The war ended on June 2nd, 1875 when Quanah Parker surrendered. Soon after the war, Henry was reassigned as a scout for George Armstrong Custer but before long he quit due to his openly spoken contempt for Custer. And this was back before Little Big Horn and the later historical condemnation of Custer. Dutch Henry was obviously a good judge of character.
Borne joined a horse-theft ring, fighting his way to the top of it and then becoming a criminal legend in that dirty trade. Dutch Henry and his gang spent years stealing horses and government mules in Kansas, eastern Colorado, New Mexico and Texas.
The man became so synonymous with horse-stealing that a “Dutch Henry” came to mean a stolen horse in old west slang. Borne never shied away from violence and he acquired quite a reputation in the years ahead.
In 1877 the one and only Charles Goodnight of Goodnight-Loving Trail fame, arranged a sit-down with Dutch Henry near Goodnight’s JA Ranch and Fort Elliott on Commission Creek. Charles had several of his ranch hands with him while the criminal chief showed up with 18 members of his gang.
Goodnight and Borne hammered out a truce under which Charles and his employees would stop engaging in firefights with Dutch Henry and his men in exchange for the outlaw never again raiding below the south fork of the Red River, which was the northern boundary of Goodnight’s ranch. The two storied figures drank on it and neither one ever broke the agreement.
Our criminal continued leading his organization in spectacular horse and mule thefts and efforts to bring him in escalated. In December of 1878 Dutch Henry was grabbed for mule theft in Trinidad, Colorado by Las Animas County Sheriff R.W. Wootton.
Borne was imprisoned in Bent County but Bat Masterson showed up with a heavier warrant against Dutch Henry for grand larceny in Kansas.
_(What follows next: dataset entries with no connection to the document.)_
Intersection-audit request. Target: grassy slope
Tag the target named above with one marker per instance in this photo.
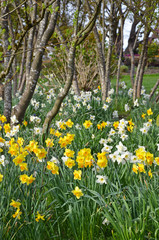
(149, 81)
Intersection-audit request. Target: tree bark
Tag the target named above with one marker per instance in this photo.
(7, 53)
(120, 54)
(141, 66)
(35, 69)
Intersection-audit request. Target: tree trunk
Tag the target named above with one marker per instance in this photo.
(141, 66)
(35, 69)
(63, 93)
(7, 53)
(110, 48)
(120, 55)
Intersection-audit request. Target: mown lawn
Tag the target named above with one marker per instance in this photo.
(149, 81)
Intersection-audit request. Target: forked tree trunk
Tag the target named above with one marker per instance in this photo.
(35, 68)
(51, 114)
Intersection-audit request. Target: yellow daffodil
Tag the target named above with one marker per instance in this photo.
(77, 192)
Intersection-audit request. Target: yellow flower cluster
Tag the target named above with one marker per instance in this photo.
(149, 113)
(26, 179)
(39, 216)
(17, 206)
(102, 125)
(52, 167)
(144, 156)
(130, 127)
(87, 124)
(116, 124)
(102, 160)
(77, 192)
(84, 158)
(3, 118)
(66, 140)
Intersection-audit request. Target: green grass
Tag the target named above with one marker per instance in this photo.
(149, 81)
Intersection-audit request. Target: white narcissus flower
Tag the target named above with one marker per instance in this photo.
(37, 131)
(127, 108)
(101, 179)
(14, 119)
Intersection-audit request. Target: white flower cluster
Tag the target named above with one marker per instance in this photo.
(35, 119)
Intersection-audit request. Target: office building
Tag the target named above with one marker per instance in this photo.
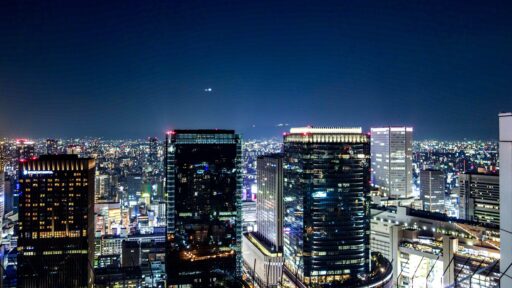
(505, 152)
(56, 229)
(326, 207)
(102, 189)
(25, 149)
(269, 201)
(391, 160)
(262, 250)
(52, 147)
(432, 186)
(204, 188)
(433, 250)
(479, 196)
(153, 150)
(2, 193)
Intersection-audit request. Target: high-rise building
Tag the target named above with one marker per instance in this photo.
(326, 205)
(505, 152)
(52, 147)
(262, 250)
(2, 192)
(432, 186)
(153, 150)
(479, 198)
(25, 149)
(56, 228)
(204, 188)
(391, 150)
(102, 189)
(269, 201)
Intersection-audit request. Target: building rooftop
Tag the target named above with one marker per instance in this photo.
(326, 130)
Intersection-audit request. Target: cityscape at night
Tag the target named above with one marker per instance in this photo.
(285, 144)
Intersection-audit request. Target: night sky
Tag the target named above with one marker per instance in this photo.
(123, 69)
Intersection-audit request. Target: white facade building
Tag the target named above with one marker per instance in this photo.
(505, 154)
(391, 160)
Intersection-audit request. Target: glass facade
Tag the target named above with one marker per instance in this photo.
(204, 188)
(326, 205)
(269, 211)
(391, 149)
(56, 222)
(432, 186)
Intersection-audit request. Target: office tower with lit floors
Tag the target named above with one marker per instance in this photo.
(52, 147)
(432, 186)
(263, 249)
(391, 160)
(56, 228)
(505, 130)
(480, 197)
(326, 208)
(203, 195)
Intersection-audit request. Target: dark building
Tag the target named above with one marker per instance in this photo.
(326, 205)
(52, 147)
(203, 187)
(56, 222)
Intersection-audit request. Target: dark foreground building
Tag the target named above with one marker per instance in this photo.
(203, 186)
(326, 207)
(56, 227)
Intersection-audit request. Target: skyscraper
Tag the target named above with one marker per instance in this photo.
(204, 188)
(56, 227)
(269, 206)
(432, 186)
(505, 130)
(2, 192)
(326, 204)
(480, 197)
(153, 150)
(51, 147)
(102, 189)
(262, 250)
(25, 149)
(391, 149)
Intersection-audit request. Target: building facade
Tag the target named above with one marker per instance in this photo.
(204, 188)
(432, 186)
(269, 207)
(56, 228)
(479, 198)
(391, 160)
(326, 204)
(433, 250)
(505, 130)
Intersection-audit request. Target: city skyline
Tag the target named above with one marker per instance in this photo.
(113, 70)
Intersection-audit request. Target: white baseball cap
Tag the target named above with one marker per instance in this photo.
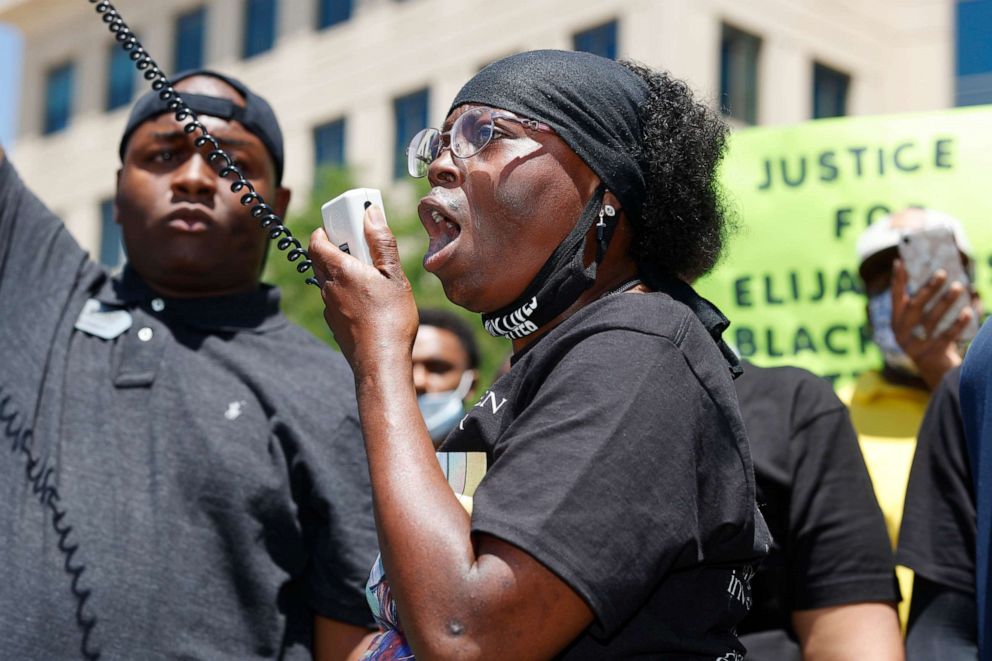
(886, 232)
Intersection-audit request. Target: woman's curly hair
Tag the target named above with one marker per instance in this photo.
(683, 222)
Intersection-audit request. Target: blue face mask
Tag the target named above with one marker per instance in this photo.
(443, 410)
(880, 315)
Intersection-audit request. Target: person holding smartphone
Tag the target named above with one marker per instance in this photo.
(183, 473)
(920, 333)
(573, 197)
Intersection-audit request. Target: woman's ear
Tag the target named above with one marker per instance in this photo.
(611, 199)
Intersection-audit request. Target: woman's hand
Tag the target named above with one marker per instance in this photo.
(369, 309)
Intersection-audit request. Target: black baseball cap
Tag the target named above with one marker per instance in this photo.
(256, 115)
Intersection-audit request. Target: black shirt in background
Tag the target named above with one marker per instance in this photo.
(829, 541)
(937, 537)
(617, 459)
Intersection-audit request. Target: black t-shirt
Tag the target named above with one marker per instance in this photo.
(617, 458)
(829, 541)
(193, 485)
(937, 536)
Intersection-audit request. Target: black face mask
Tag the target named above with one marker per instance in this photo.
(560, 281)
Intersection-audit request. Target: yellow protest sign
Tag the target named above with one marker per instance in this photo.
(803, 193)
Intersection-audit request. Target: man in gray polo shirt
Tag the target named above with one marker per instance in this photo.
(181, 468)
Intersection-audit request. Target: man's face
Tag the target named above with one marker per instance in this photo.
(185, 232)
(501, 213)
(439, 360)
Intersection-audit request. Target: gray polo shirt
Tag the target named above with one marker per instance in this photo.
(178, 478)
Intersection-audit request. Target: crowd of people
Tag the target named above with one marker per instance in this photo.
(190, 475)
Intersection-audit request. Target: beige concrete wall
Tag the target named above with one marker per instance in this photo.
(899, 54)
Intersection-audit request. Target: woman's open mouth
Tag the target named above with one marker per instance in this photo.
(442, 232)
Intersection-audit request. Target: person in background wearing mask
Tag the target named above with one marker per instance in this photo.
(445, 370)
(887, 405)
(828, 588)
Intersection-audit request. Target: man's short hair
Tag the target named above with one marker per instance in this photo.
(256, 115)
(452, 323)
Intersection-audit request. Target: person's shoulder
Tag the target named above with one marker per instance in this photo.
(788, 378)
(950, 385)
(653, 314)
(809, 394)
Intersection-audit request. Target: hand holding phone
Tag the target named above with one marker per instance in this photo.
(924, 254)
(344, 220)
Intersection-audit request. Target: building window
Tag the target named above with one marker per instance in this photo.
(332, 12)
(120, 77)
(829, 92)
(111, 249)
(260, 26)
(328, 144)
(411, 116)
(974, 53)
(739, 74)
(191, 30)
(58, 97)
(600, 40)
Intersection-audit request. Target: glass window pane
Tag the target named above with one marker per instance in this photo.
(260, 26)
(332, 12)
(829, 92)
(111, 249)
(600, 40)
(328, 142)
(120, 77)
(58, 98)
(739, 74)
(411, 116)
(190, 36)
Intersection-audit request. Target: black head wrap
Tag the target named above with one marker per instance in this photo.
(256, 115)
(591, 102)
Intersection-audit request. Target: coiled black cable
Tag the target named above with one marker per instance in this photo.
(266, 215)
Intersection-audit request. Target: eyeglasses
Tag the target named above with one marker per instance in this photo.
(470, 134)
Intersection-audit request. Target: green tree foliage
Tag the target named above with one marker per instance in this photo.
(302, 302)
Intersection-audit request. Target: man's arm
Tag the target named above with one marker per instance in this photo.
(868, 630)
(337, 641)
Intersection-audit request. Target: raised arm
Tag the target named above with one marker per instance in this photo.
(458, 597)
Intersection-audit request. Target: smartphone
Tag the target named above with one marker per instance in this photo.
(923, 254)
(344, 220)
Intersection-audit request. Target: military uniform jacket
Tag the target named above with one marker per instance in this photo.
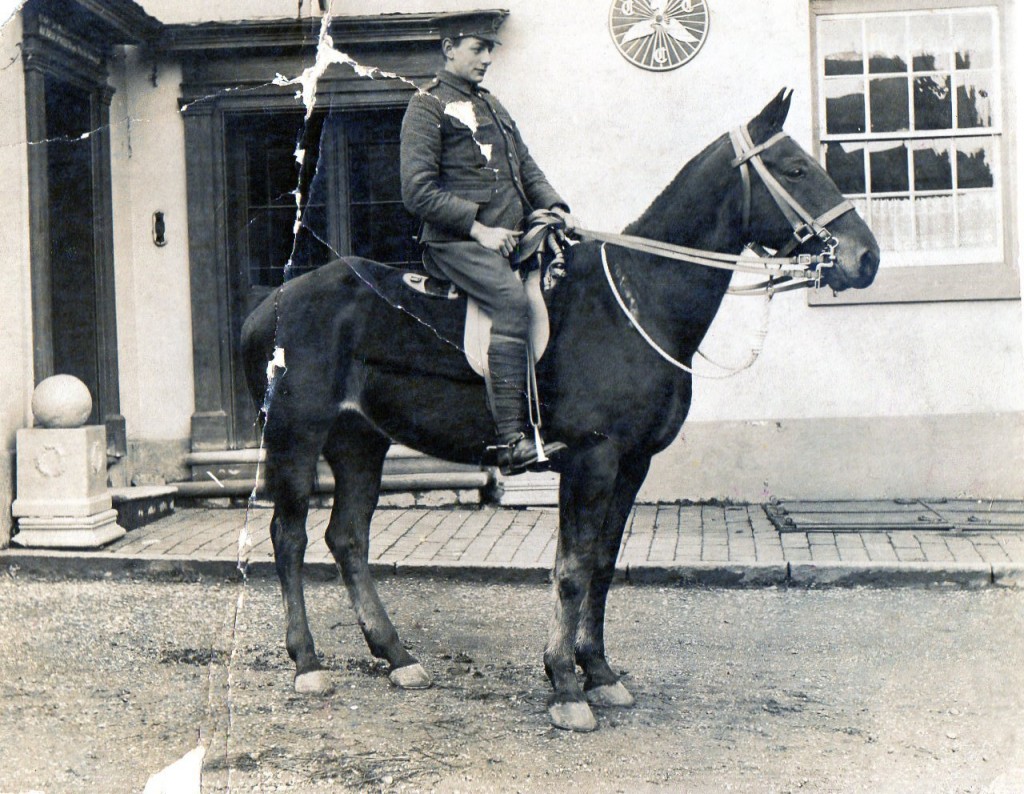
(463, 160)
Henry’s former ally at Adobe Walls was firmly on the opposite side of him now and took the outlaw to Dodge City.
Astonishingly, Borne was found not guilty in January of 1879 and followed in the path of several present and former Dodge City criminals by moving to infamous Las Vegas, New Mexico. Dutch Henry and his horse-theft network attached themselves to Las Vegas’ notorious Dodge City Gang, along with the likes of Mysterious Dave Mather, Hoodoo Brown and California Jim.
When vigilantes ultimately caused the collapse of that criminal ring by late 1880, Henry went back to running his outfit independently. Unexpectedly, the law finally caught up with him in the form of the old warrant over his Fort Smith mule theft conviction of long ago.
By 1888 Borne had served his sentence and was prospecting in Summitville, Colorado and in 1892 struck gold and founded the successful Happy Thought Mine in famous Creede, Colorado. At some point during the 1890s Dutch Henry bought 160 acres of land 20 miles outside of Pagosa Springs, Colorado. The land was later known as Born’s/ Borne’s Lake. Our man ran a trout hatchery there.
His criminal past falling ever further behind him, Henry married Ida Dillabaugh in July of 1900 and the couple raised 4 children. Unlike many other old west legends on both sides of the law, Dutch Henry did not trade on his former notoriety in his old age. He even refused to do interviews with newspapers and never discussed going straight beyond his famous statement “I had all of the killing that I wanted.”
He did, however, graciously visit with legendary old west lawman Bill Tilghman when the man dropped by to visit with his fellow western icon.
Henry Borne died of pneumonia on January 10th, 1921 and was buried in Pagosa Springs, CO.
Fantastic post! I never knew about this man.
Thanks! I’m always glad to spread the word!